Altea, Teulada-Moraira y Oliva: una ruta por los pueblos blancos del Mediterráneo
De las calles encaladas y las vistas al mar de Altea a la esencia marinera de Teulada-Moraira y los paisajes de Oliva, el recorrido descubre pueblos donde tradición, patrimonio y naturaleza se encuentran frente al Mediterráneo.

La Ruta de pueblos blancos en la Comunitat Valenciana es una de esas escapadas que conquistan desde el primer vistazo. Entre fachadas encaladas, callejones empedrados y miradores con sabor mediterráneo, este itinerario invita a descubrir municipios donde el blanco de las casas resalta aún más la luz del entorno y la calma del paisaje. Altea, Teulada-Moraira y Oliva forman parte de ese recorrido con encanto que combina patrimonio, tradición y paisaje, tres ingredientes que hacen de esta propuesta una forma ideal de viajar sin prisas.
Cada uno de estos destinos aporta una personalidad propia a la ruta. Altea seduce con su imagen más icónica, dominada por la cúpula azul que se alza sobre el casco antiguo y que le ha valido el sobrenombre de “cúpula del Mediterráneo”. Teulada-Moraira ofrece el equilibrio perfecto entre interior y costa, con un aire sereno y una esencia muy ligada al territorio. Y Oliva, con su núcleo histórico, mantiene vivas la tradición, la historia y los sabores locales, convirtiéndose en una parada imprescindible para quienes buscan autenticidad.

Altea, la postal más reconocible
Altea es probablemente el nombre más evocador de esta ruta, y no es difícil entender por qué. Su casco antiguo, de calles estrechas y casas blancas, crea una estampa muy reconocible que se ha convertido en una de las imágenes más emblemáticas de la Costa Blanca. La iglesia coronada por sus cúpulas azules añade un contraste visual único, especialmente en los días luminosos, cuando el blanco de las fachadas y el azul del cielo parecen dialogar entre sí.
Pasear por sus cuestas es una experiencia que combina belleza y tranquilidad. Cada rincón invita a detenerse, a mirar una fachada con buganvillas, una puerta antigua o un pequeño mirador abierto al Mediterráneo. Altea conserva ese ambiente artístico y marinero que tanto atrae a viajeros y fotógrafos, pero también sabe ofrecer una visita relajada, sin necesidad de grandes planes.

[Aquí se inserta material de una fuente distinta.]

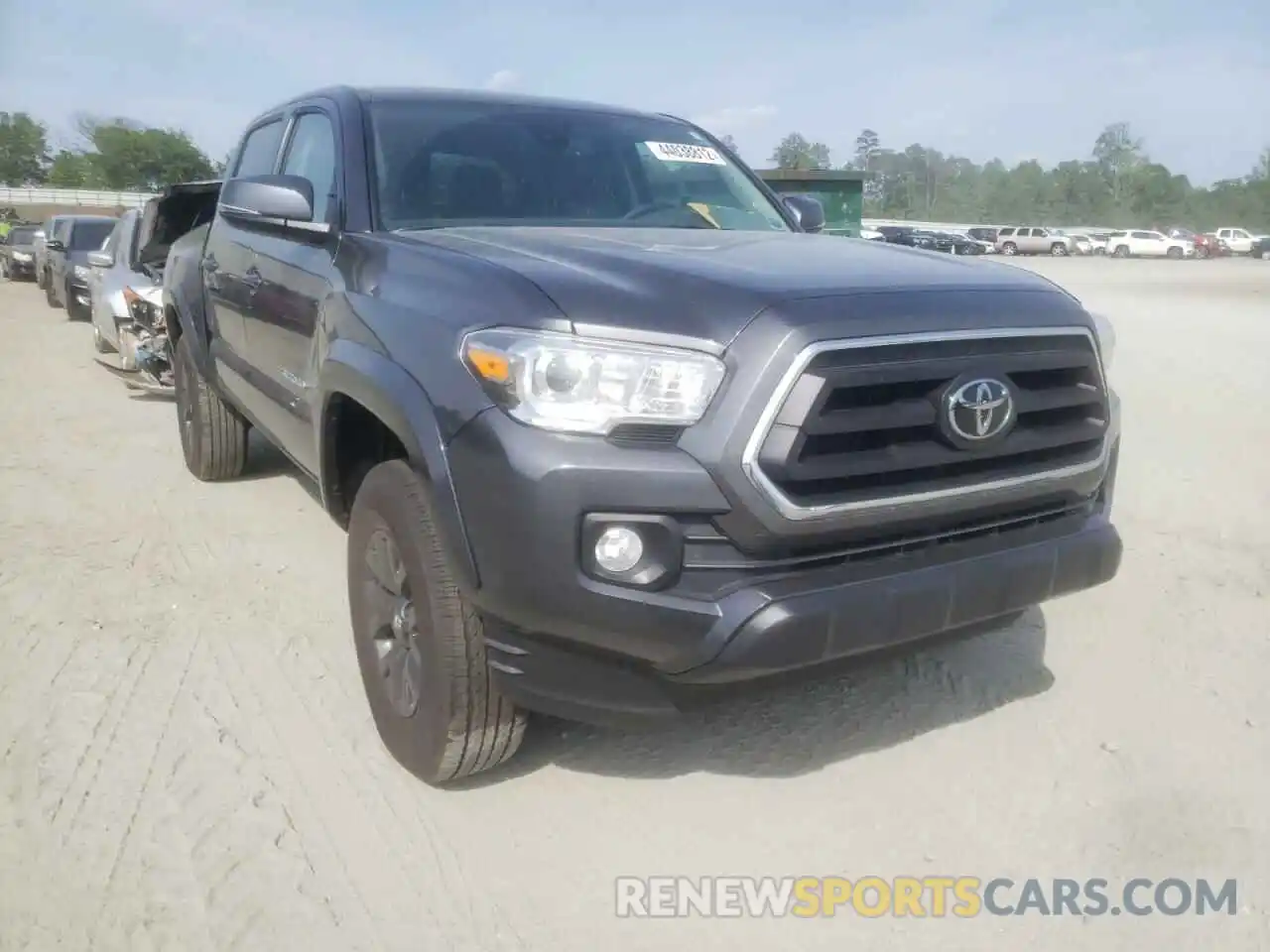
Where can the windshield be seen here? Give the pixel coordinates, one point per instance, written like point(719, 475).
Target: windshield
point(441, 164)
point(89, 235)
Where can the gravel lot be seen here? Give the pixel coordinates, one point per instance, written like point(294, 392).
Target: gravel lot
point(189, 762)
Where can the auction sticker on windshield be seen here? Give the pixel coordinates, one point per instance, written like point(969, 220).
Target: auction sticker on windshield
point(685, 153)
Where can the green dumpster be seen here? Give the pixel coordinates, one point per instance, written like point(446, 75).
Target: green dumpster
point(841, 191)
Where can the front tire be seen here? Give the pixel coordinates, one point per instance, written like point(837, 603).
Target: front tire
point(212, 434)
point(421, 645)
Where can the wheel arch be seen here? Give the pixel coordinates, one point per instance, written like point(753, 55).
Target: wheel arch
point(354, 376)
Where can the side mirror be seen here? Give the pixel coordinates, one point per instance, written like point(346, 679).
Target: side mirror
point(272, 202)
point(808, 211)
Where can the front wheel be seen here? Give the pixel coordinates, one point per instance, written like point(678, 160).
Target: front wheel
point(212, 434)
point(421, 644)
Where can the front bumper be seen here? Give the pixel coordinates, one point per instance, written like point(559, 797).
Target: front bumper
point(568, 644)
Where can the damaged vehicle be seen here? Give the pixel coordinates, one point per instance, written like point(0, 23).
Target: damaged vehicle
point(610, 422)
point(126, 284)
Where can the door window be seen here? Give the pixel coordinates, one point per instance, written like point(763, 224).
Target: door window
point(259, 150)
point(112, 243)
point(312, 155)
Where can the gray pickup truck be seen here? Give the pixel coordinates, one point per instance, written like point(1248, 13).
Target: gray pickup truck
point(607, 422)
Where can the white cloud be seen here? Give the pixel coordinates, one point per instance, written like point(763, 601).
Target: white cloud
point(735, 118)
point(503, 80)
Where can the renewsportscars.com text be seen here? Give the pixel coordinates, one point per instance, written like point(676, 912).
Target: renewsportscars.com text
point(935, 896)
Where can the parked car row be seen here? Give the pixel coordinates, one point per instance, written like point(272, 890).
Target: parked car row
point(1175, 243)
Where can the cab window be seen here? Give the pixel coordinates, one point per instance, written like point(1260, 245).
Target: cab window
point(312, 155)
point(259, 150)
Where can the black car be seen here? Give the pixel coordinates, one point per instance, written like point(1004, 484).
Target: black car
point(18, 253)
point(906, 235)
point(608, 422)
point(66, 261)
point(952, 243)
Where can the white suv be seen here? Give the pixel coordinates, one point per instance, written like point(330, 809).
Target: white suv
point(1148, 244)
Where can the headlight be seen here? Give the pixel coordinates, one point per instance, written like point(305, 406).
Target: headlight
point(1105, 334)
point(579, 385)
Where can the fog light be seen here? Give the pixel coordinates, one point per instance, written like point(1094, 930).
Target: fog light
point(619, 549)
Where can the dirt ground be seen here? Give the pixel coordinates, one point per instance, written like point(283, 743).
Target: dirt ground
point(189, 761)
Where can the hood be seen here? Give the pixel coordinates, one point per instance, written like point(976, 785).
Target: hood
point(710, 284)
point(178, 211)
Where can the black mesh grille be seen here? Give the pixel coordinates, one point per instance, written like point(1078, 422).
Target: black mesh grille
point(864, 422)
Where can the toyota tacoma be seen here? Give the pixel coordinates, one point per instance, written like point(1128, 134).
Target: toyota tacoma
point(607, 420)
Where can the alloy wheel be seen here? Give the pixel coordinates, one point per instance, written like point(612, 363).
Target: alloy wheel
point(394, 624)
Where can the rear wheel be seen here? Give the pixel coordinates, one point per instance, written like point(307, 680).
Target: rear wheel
point(421, 645)
point(212, 434)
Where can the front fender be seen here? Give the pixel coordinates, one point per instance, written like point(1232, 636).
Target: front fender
point(397, 399)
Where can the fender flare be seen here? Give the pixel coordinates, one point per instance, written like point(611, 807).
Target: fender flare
point(397, 399)
point(193, 325)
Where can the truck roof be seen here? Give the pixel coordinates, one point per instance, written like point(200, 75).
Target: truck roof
point(376, 94)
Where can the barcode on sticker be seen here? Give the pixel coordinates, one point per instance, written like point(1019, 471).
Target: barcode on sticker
point(685, 153)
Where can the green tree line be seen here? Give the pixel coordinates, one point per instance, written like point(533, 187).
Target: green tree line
point(118, 155)
point(1116, 184)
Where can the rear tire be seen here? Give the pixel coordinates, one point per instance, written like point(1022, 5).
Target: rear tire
point(421, 644)
point(212, 434)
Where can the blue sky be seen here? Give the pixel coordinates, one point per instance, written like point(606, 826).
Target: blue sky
point(979, 77)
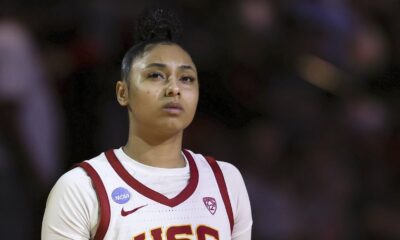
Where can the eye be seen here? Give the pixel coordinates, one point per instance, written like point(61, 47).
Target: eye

Además, su cercanía al mar le da un valor añadido. Después de recorrer el casco histórico, basta con bajar hacia el paseo marítimo para cambiar de escenario y disfrutar de otra cara del municipio. Esa dualidad entre pueblo blanco y destino costero hace de Altea una parada especialmente completa dentro de la ruta.

Teulada-Moraira y Oliva
Teulada-Moraira representa muy bien la mezcla entre interior y litoral que define a buena parte de la Comunitat Valenciana. Teulada conserva la esencia de un núcleo tradicional, con calles tranquilas y arquitectura local, mientras que Moraira aporta el atractivo del mar y un ambiente más abierto y vacacional. Juntas forman un destino muy interesante para quienes quieren conocer una misma localidad desde dos perspectivas distintas.

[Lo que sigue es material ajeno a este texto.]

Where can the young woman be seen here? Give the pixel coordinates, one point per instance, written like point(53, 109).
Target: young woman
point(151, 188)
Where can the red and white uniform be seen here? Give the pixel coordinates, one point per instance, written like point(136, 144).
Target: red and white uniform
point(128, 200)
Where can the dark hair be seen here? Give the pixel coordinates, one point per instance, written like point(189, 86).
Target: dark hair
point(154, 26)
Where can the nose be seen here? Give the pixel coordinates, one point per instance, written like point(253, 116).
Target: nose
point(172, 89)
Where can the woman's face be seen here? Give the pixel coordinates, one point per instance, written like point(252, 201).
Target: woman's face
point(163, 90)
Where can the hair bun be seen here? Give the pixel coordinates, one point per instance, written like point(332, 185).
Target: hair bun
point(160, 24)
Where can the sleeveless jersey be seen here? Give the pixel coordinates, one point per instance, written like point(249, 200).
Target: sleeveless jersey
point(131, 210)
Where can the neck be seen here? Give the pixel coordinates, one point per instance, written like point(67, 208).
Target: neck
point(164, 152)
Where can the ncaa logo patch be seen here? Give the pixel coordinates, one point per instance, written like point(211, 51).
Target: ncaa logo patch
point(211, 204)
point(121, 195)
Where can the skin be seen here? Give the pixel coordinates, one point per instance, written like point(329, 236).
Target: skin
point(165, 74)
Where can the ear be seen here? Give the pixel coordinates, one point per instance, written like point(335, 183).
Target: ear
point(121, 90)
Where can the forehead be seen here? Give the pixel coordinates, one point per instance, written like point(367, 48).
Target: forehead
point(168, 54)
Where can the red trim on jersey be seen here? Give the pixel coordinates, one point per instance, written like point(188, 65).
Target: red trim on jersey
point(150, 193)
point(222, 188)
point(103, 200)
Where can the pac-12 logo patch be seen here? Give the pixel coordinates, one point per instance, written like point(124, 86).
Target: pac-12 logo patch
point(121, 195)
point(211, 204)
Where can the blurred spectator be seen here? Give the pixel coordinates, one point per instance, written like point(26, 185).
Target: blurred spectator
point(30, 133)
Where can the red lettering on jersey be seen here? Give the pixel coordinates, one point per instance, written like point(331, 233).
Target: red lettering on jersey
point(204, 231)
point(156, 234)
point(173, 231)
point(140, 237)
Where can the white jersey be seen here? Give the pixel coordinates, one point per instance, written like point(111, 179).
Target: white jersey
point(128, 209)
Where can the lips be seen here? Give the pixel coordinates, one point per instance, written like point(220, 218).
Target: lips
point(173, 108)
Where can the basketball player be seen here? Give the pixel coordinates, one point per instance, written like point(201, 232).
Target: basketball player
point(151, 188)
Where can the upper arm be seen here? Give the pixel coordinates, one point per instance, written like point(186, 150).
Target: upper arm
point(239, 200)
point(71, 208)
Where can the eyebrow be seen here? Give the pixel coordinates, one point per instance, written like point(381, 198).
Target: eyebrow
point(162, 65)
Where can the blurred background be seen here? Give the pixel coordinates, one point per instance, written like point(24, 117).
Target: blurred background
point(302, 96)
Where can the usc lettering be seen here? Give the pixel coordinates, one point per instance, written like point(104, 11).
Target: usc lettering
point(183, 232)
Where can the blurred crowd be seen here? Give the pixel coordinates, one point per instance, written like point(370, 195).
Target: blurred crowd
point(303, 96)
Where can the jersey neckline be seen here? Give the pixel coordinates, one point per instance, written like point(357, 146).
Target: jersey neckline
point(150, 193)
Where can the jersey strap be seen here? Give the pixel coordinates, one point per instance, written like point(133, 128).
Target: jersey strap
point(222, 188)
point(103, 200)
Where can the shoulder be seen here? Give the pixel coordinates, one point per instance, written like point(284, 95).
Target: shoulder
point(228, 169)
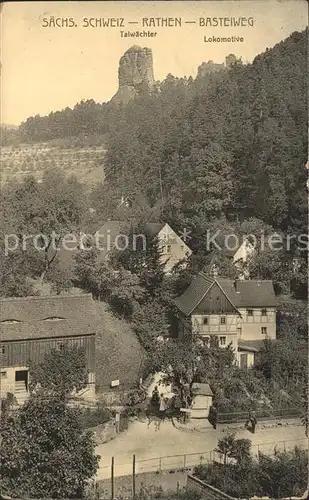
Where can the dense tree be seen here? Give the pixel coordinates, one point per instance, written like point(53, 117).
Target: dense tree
point(45, 453)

Este equilibrio hace que la visita resulte especialmente agradable. En Teulada se percibe un ritmo más pausado y una identidad muy ligada a la historia del municipio, mientras que Moraira añade el aire mediterráneo de puerto, playa y paseo junto a la costa. Es, en definitiva, un lugar perfecto para quienes buscan variedad sin alejarse demasiado unos kilómetros de otro gran atractivo.

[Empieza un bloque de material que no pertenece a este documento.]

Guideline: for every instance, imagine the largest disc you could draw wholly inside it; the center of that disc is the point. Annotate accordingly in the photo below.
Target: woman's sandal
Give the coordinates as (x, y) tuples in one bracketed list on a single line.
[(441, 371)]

Oliva completa la ruta con un carácter muy distinto, pero igual de valioso. Su núcleo antiguo conserva la huella de siglos de historia y mantiene un ambiente auténtico que invita a pasear con calma. Entre sus calles se aprecia la tradición local y también ese sabor tan reconocible de los pueblos con memoria, donde el patrimonio convive con la vida diaria. Recorrer Oliva es una forma de acercarse a la parte más genuina de la Comunitat Valenciana. Su casco histórico, su relación con la gastronomía y su identidad cultural convierten la visita en una parada muy recomendable para quienes disfrutan descubriendo pueblos con alma. En una ruta de pueblos blancos, aporta ese toque de tradición que equilibra a la perfección la belleza costera de otros destinos.